The setup presented in this paper takes advantage of the high-power density of illumination light originating from the light focusing and the high sensitivity of the photoelectric detector in order to achieve simultaneous measurements of the scattered Stokes vector and the fluorescence of the individual microalgae. The relationship between the intracellular content of chlorophyll-a (Chl-a) and fluorescence intensity $F^{\prime }$ [$\mathsf{\mu }\mathrm{mol}/\left({\mathrm{m}}^3·{\mathrm{s}}^1\right)$] is shown in Equation (5),

$$F^{\prime }=PAR·\left[chla\right]·{\overline{a}}^{*}·Q_a^{*}\left({\lambda }_{em}\right)·{\varphi }_F,$$

(5)

where PAR is the intensity of photosynthetically active radiation [$\mathsf{\mu }\mathrm{mol}/\left({\mathrm{m}}^2·{\mathrm{s}}^1\right)$], [$chla$] is the Chl-a concentration ($\mathrm{m}\mathrm{g}·{\mathrm{m}}^{-3}$), ${\overline{a}}^{*}$is the absorption coefficient per chlorophyll concentration $\left({\mathrm{m}}^2·\mathrm{m}{\mathrm{g}}^{-1}\right)$, $Q_a^{*}\left({\lambda }_{em}\right)$ is the dimensionless fluorescence reabsorption factor, and ${\varphi }_F$ is the emitted quantum efficiency factor.

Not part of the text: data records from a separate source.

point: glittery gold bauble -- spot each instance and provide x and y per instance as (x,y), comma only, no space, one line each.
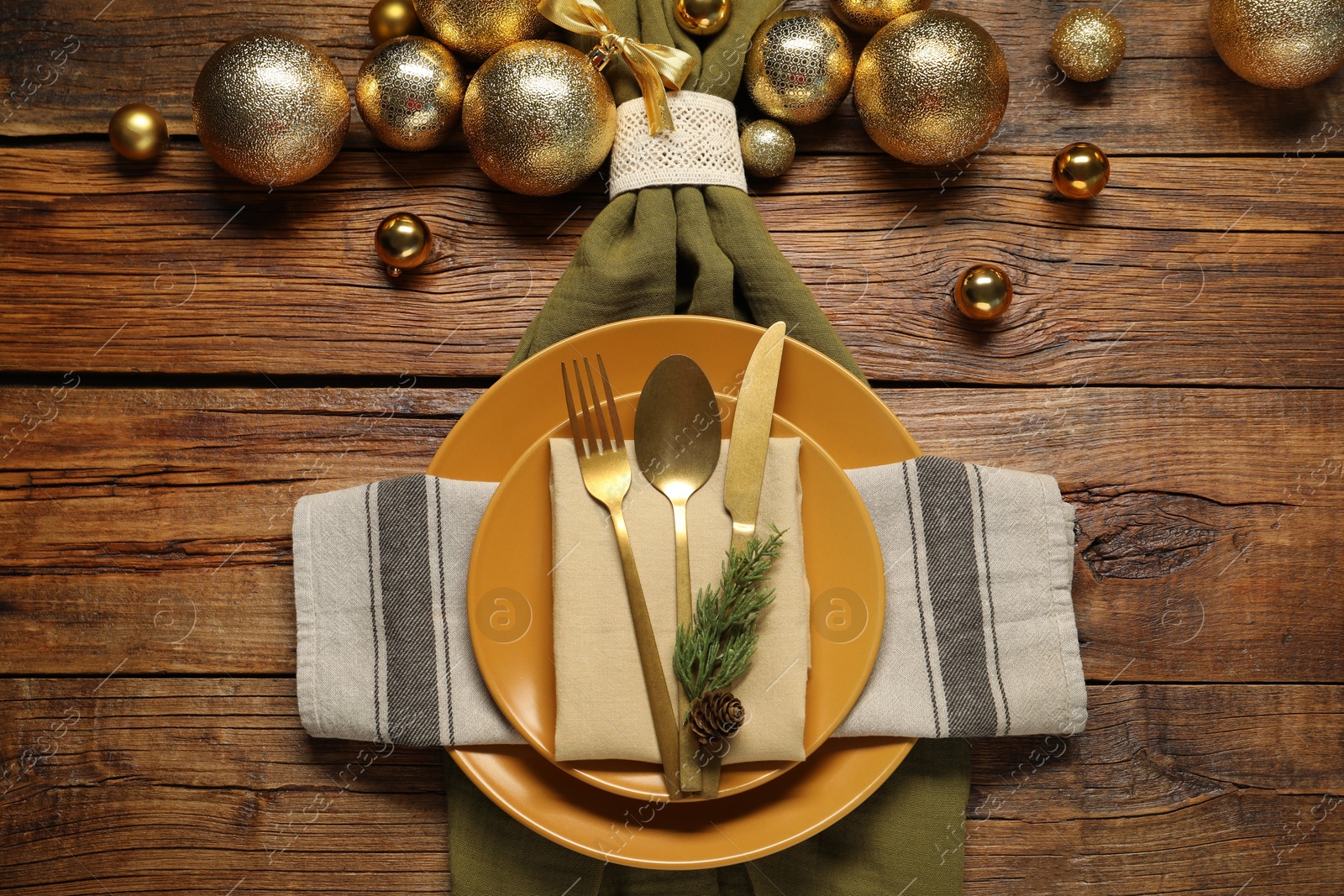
(270,109)
(1089,45)
(479,29)
(538,117)
(1081,170)
(867,16)
(799,67)
(702,16)
(983,291)
(402,241)
(931,87)
(391,19)
(138,132)
(1278,43)
(410,93)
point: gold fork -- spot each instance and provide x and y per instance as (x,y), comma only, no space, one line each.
(606,476)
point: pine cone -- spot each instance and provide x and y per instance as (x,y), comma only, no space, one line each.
(714,716)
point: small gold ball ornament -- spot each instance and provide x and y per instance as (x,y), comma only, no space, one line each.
(538,117)
(983,291)
(402,241)
(138,132)
(391,19)
(702,16)
(869,16)
(766,148)
(931,87)
(799,67)
(270,109)
(479,29)
(1278,43)
(1089,45)
(1079,170)
(410,93)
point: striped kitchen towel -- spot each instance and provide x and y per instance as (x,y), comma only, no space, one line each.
(979,636)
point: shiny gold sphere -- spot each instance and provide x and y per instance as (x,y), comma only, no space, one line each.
(402,241)
(1278,43)
(270,109)
(1081,170)
(766,148)
(538,117)
(479,29)
(1089,45)
(867,16)
(799,67)
(138,132)
(410,93)
(983,291)
(931,87)
(702,16)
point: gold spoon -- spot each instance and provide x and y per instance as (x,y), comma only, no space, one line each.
(676,443)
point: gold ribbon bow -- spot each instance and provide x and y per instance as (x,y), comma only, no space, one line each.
(655,66)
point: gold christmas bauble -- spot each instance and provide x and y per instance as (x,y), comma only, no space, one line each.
(867,16)
(479,29)
(270,109)
(1278,43)
(1089,45)
(766,148)
(799,67)
(391,19)
(1079,170)
(931,87)
(410,93)
(138,132)
(983,291)
(538,117)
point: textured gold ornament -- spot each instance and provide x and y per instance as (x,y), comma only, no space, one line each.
(410,93)
(1079,170)
(1278,43)
(1089,45)
(538,117)
(391,19)
(931,87)
(138,132)
(702,16)
(799,67)
(867,16)
(270,109)
(766,148)
(983,291)
(479,29)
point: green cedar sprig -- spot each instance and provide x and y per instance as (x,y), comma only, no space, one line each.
(717,647)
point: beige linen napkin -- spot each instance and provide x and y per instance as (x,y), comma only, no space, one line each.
(602,711)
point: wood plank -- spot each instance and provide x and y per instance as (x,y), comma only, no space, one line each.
(1186,271)
(1173,94)
(151,527)
(194,785)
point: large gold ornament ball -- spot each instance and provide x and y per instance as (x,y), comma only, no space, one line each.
(1278,43)
(410,93)
(138,132)
(1089,45)
(270,109)
(538,117)
(867,16)
(1079,170)
(931,87)
(766,148)
(799,67)
(983,291)
(479,29)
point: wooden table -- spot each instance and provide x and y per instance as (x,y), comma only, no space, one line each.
(186,355)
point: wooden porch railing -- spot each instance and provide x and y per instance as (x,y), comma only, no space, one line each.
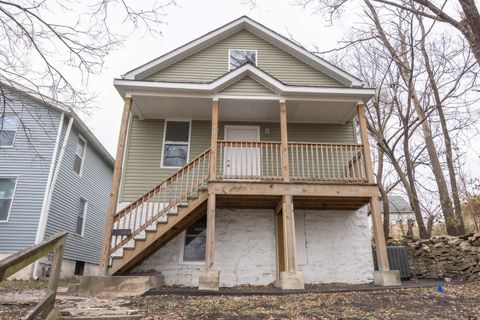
(262,160)
(326,162)
(165,197)
(20,260)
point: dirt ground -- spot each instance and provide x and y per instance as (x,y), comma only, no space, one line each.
(458,301)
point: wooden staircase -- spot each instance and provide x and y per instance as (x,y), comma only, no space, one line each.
(155,218)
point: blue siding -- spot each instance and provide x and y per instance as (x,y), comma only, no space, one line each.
(29,159)
(94,185)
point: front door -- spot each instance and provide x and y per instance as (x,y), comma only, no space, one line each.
(242,160)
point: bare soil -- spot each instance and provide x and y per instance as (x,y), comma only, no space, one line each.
(458,301)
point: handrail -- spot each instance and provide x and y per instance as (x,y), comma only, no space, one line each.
(21,259)
(162,199)
(308,161)
(135,203)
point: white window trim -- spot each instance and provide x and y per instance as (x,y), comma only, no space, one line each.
(16,131)
(13,196)
(85,210)
(165,135)
(234,126)
(182,250)
(229,55)
(80,137)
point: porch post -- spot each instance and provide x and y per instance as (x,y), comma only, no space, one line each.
(213,147)
(289,276)
(209,278)
(284,139)
(384,276)
(362,121)
(117,173)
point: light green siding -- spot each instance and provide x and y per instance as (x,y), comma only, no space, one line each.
(142,169)
(247,86)
(212,62)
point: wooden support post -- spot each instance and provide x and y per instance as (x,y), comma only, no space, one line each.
(288,222)
(210,239)
(284,139)
(280,243)
(117,174)
(366,146)
(56,267)
(380,246)
(213,154)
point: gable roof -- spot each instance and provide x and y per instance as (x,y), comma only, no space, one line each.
(123,85)
(51,103)
(243,23)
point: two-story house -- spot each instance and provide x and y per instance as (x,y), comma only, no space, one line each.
(54,176)
(243,159)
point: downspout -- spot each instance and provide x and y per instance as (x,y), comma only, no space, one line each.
(42,225)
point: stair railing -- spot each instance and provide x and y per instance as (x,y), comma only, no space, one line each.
(165,198)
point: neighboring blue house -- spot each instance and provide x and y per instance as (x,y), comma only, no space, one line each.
(54,176)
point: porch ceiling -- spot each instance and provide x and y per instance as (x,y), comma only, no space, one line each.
(264,109)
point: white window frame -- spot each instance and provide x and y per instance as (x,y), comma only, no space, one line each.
(80,137)
(182,251)
(13,196)
(165,135)
(16,131)
(85,210)
(229,55)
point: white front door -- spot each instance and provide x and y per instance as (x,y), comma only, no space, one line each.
(241,161)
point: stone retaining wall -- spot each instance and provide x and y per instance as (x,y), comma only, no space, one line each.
(444,257)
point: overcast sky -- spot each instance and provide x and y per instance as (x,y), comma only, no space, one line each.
(189,20)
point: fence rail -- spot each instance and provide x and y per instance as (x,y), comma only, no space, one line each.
(20,260)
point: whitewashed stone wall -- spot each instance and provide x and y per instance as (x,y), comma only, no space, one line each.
(333,246)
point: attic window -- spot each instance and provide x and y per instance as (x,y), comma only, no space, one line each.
(238,57)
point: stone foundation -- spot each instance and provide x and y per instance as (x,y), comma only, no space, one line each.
(332,246)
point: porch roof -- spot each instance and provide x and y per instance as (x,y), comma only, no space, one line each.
(193,100)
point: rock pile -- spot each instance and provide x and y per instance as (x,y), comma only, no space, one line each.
(444,257)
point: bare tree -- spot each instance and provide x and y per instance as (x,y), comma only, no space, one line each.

For Dunaliella salina (D.S.) with the growth rate of 2.08 ${\mathrm{d}}^{-1}$, PAR is 2.22 × 10¹⁰ $\mathsf{\mu }\mathrm{mol}/\left({\mathrm{m}}^2·{\mathrm{s}}^1\right)$, and other related parameters in Equation (5) are given in the related report [27]. It can be calculated that the total fluorescence intensity is 9.75 nW. Using our data acquisition card, the corresponding received voltage is around 0.17 V, which is consistent with the experimental data. Furthermore, in future work, the chlorophyll content of a single cell may be determined by measuring the fluorescence of individual microalgae.

Laser irradiation may have a damaging effect on photosystem II and may inhibit the growth of algae when the exposure energy is larger than 816.43 μJ [28]. In our experimental setup, the light did not interact with algal cells for longer than 0.1 ms, and considering the energy density in the focal spot, the energy illuminating the algal cell was less than 0.1 μJ; therefore, there was no obvious destructive effect of laser irradiation on algal cells in the experiments.

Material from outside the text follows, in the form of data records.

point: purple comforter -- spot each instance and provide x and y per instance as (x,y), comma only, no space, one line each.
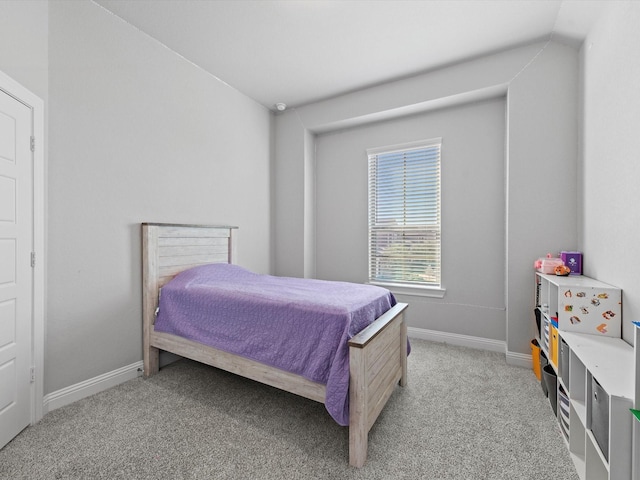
(299,325)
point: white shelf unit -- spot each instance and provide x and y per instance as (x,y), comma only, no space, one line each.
(610,361)
(607,359)
(636,422)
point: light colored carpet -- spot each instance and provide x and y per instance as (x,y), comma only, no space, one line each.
(465,414)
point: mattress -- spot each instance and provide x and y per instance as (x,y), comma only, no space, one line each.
(299,325)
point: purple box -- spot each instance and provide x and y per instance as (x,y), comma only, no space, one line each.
(573,260)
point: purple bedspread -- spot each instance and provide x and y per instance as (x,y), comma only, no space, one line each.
(299,325)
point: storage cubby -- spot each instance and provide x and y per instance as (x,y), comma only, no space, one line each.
(596,370)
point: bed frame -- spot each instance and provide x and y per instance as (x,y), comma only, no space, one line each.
(377,355)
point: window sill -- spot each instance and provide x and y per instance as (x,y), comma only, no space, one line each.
(416,291)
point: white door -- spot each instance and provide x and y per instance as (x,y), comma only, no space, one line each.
(16,275)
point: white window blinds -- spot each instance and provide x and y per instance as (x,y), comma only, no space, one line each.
(404,214)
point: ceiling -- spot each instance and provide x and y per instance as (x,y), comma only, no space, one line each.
(301,51)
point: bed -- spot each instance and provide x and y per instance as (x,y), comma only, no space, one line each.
(376,355)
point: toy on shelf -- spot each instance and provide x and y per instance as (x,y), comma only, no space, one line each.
(562,270)
(547,264)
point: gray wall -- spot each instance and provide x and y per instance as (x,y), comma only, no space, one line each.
(540,83)
(610,174)
(24,31)
(137,134)
(473,210)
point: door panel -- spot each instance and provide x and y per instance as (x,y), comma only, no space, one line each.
(16,275)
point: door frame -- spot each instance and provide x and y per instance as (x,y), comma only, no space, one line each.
(36,104)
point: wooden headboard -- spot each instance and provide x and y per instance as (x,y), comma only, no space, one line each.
(168,249)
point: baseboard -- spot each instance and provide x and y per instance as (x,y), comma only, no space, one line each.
(81,390)
(457,339)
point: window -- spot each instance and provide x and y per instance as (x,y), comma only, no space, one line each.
(404,214)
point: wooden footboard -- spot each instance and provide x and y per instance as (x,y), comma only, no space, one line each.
(378,354)
(377,362)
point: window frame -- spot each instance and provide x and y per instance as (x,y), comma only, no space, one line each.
(399,287)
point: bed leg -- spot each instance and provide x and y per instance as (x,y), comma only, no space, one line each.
(403,352)
(151,361)
(358,431)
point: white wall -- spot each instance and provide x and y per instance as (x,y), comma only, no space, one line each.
(540,82)
(473,210)
(23,43)
(137,134)
(610,194)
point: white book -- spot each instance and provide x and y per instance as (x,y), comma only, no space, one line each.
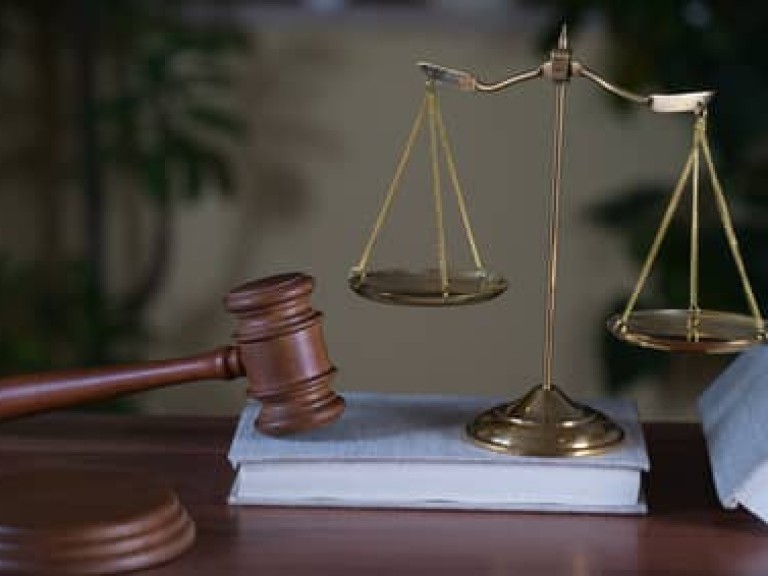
(411,451)
(734,416)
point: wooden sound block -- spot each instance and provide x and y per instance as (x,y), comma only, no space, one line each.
(88,521)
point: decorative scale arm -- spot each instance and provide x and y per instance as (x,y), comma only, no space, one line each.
(560,67)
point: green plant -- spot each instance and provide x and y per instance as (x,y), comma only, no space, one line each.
(672,46)
(97,100)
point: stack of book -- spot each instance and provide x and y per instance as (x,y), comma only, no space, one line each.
(733,414)
(411,451)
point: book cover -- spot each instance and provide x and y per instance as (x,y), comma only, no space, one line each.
(733,416)
(407,450)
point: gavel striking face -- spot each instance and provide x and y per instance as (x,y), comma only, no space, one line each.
(279,347)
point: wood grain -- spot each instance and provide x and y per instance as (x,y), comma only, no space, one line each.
(685,533)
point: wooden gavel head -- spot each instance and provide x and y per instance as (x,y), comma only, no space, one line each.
(282,351)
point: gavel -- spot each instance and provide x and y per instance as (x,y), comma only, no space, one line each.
(278,346)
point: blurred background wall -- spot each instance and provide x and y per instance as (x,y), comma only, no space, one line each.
(278,160)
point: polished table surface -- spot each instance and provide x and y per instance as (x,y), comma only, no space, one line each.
(685,532)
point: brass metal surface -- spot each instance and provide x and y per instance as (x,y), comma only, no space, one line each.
(425,288)
(545,422)
(708,331)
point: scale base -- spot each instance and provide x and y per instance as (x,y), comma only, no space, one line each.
(545,422)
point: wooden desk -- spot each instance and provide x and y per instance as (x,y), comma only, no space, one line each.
(685,533)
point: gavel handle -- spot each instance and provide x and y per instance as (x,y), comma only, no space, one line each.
(20,395)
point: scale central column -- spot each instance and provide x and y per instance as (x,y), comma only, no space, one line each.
(545,422)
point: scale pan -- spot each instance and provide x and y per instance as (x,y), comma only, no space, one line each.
(707,331)
(424,288)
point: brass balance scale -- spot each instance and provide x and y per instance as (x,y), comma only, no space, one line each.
(545,421)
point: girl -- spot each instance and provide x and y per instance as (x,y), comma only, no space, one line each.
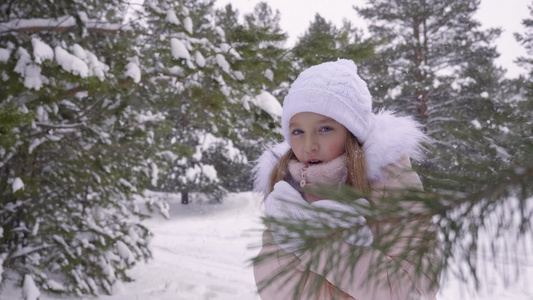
(333,138)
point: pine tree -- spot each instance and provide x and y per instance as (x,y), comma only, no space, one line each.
(200,83)
(437,64)
(323,42)
(73,148)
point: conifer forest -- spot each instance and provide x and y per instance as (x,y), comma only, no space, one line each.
(103,101)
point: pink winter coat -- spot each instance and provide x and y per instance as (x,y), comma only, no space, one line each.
(314,285)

The proposed prototype simultaneously measures the scattered polarization parameters and the fluorescence of the individual particles in water, which enables it to classify the particles into different categories and then determine their proportions. If we know the total concentration of the particles in water, then we can obtain the concentration of each particulate component. Different from the bulk measurements [11], the fluorescence of the individual particles, especially autofluorescence, is too low to measure, which is challenging for the community. In this work, we measured the overall fluorescence excited by the incident 445 nm light. Several kinds of intracellular pigments, including chlorophyll, carotenoids, and phycoerythrin, can absorb the 445 nm light, and all of them contribute to the detected fluorescence. If the spectrum of the fluorescence can be measured, except for the huge difficulty, the classification ability of this method may be advanced in the future.

5. Conclusions

In conclusion, this paper presented a portable prototype to simultaneously measure the polarized light scattering and fluorescence of individual particles. The experimental setup was introduced, and several experiments were conducted. The results demonstrated the ability of our method to in situ characterize various biological and non-biological particles, and demonstrated that classification can be realized. Moreover, it was shown that our setup can measure submicron particles and conduct classifications between different species of Synechococcus. The proposed technique is expected to be a powerful tool for marine ecological research and water quality monitoring.